Combining Covariances of Two Sets

87 Views Asked by At

According to Wikipedia, the formula for combining the covariances of two sets is: $$C_X=C_A+C_B+(\overline{x}_A-\overline{x}_B)(\overline{y}_A-\overline{y}_B) \cdot\frac{n_An_B}{n_X} $$ where:

  • $A$ and $B$ are the first and second sets.
  • $C$ is the Covariance.
  • $n$ is the number of samples.
  • $n_X = n_A + n_B$.
  • $x$ and $y$ are the features.

I implemented this formula by splitting one dataset into two equal sets, for testing purposes, yet the result is quite different from the original dataset covariance.

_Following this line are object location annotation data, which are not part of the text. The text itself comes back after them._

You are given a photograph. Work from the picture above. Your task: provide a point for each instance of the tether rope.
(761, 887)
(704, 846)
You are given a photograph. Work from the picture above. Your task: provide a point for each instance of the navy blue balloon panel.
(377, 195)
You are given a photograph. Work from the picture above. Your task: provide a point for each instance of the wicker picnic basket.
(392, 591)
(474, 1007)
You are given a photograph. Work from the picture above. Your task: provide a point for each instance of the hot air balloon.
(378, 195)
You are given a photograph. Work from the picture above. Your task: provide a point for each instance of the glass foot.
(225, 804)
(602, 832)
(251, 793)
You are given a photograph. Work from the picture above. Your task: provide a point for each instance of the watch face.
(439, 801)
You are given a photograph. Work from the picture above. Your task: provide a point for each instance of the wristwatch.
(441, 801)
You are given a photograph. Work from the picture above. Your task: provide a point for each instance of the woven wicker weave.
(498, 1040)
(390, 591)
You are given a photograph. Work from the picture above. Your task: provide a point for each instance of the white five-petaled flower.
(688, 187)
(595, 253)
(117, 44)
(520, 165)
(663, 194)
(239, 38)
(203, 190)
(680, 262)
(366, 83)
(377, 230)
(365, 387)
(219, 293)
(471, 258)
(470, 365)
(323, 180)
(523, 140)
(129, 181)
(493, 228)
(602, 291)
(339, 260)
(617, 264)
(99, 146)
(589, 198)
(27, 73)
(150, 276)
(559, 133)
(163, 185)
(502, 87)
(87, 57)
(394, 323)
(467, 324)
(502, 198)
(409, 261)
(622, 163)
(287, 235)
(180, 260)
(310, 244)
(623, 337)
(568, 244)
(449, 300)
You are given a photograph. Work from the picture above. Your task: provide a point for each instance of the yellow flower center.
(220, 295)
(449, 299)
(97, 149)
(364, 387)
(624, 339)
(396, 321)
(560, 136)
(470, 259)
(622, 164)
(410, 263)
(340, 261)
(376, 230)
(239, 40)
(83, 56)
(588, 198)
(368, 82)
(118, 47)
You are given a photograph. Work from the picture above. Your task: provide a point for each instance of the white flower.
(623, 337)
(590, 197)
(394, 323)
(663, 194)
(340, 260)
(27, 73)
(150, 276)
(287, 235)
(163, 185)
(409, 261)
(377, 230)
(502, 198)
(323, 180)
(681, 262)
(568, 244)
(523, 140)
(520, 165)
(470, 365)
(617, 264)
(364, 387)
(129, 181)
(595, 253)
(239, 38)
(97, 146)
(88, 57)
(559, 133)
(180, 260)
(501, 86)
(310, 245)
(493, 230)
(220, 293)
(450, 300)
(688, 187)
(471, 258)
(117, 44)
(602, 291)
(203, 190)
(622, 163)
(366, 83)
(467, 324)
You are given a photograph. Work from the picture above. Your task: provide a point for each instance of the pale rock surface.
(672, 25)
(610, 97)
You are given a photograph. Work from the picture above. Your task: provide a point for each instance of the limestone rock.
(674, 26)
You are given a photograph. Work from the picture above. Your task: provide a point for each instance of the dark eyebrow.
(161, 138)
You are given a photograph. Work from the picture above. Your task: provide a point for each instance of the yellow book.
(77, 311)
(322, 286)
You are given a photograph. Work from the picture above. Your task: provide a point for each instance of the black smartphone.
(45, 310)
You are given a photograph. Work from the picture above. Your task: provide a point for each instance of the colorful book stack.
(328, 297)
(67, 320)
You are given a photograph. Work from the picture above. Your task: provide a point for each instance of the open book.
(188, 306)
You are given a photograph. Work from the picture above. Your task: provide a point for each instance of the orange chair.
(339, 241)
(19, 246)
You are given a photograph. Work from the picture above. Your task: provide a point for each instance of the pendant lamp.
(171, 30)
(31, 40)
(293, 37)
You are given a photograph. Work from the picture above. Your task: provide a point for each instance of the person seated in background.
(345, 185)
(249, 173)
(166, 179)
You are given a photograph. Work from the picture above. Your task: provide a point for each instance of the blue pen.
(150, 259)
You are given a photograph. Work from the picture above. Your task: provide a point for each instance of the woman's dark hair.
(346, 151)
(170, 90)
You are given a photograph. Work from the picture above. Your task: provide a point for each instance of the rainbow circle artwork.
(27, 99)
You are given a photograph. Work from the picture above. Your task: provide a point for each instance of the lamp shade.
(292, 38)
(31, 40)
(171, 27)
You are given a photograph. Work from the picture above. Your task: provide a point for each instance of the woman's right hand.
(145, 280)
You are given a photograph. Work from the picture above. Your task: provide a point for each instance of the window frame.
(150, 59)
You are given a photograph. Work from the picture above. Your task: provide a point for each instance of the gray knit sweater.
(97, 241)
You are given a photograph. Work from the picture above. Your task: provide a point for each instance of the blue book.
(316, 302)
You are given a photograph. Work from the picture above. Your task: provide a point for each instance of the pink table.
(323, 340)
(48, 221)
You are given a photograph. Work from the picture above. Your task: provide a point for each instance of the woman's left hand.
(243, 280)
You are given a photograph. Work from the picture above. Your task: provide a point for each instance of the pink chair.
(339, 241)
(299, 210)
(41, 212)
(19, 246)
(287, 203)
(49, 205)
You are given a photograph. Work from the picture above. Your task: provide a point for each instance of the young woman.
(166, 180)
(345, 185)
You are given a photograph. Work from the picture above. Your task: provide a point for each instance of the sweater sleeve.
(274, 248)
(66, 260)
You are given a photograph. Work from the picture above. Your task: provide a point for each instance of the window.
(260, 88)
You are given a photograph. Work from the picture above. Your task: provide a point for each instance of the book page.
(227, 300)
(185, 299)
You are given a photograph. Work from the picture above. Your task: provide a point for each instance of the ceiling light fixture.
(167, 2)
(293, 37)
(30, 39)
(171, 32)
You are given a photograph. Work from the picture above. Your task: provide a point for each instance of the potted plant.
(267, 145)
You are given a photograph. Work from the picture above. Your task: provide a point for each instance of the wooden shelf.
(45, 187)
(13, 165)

Now, let $M_{AB}$ be this part of the above formula:

$$(\overline{x}_A-\overline{x}_B)(\overline{y}_A-\overline{y}_B) \cdot\frac{n_An_B}{n_X}$$

Looking at this implementation, the author basically applied the following formula:

$$ C_X = \frac{(C_A \color{red}{\cdot n_A}) + (C_B \color{red}{\cdot n_B}) + M_{AB}}{\color{red}{n_X}} $$

which gives the correct combined covariance!.


I could not understand how the latter is derived or achieved algebraically? Or if it's even similar to the former formula? because there are extra $\color{red}{n_A}$ and $\color{red}{n_B}$ that are added to the second formula!

Your help is appreciated.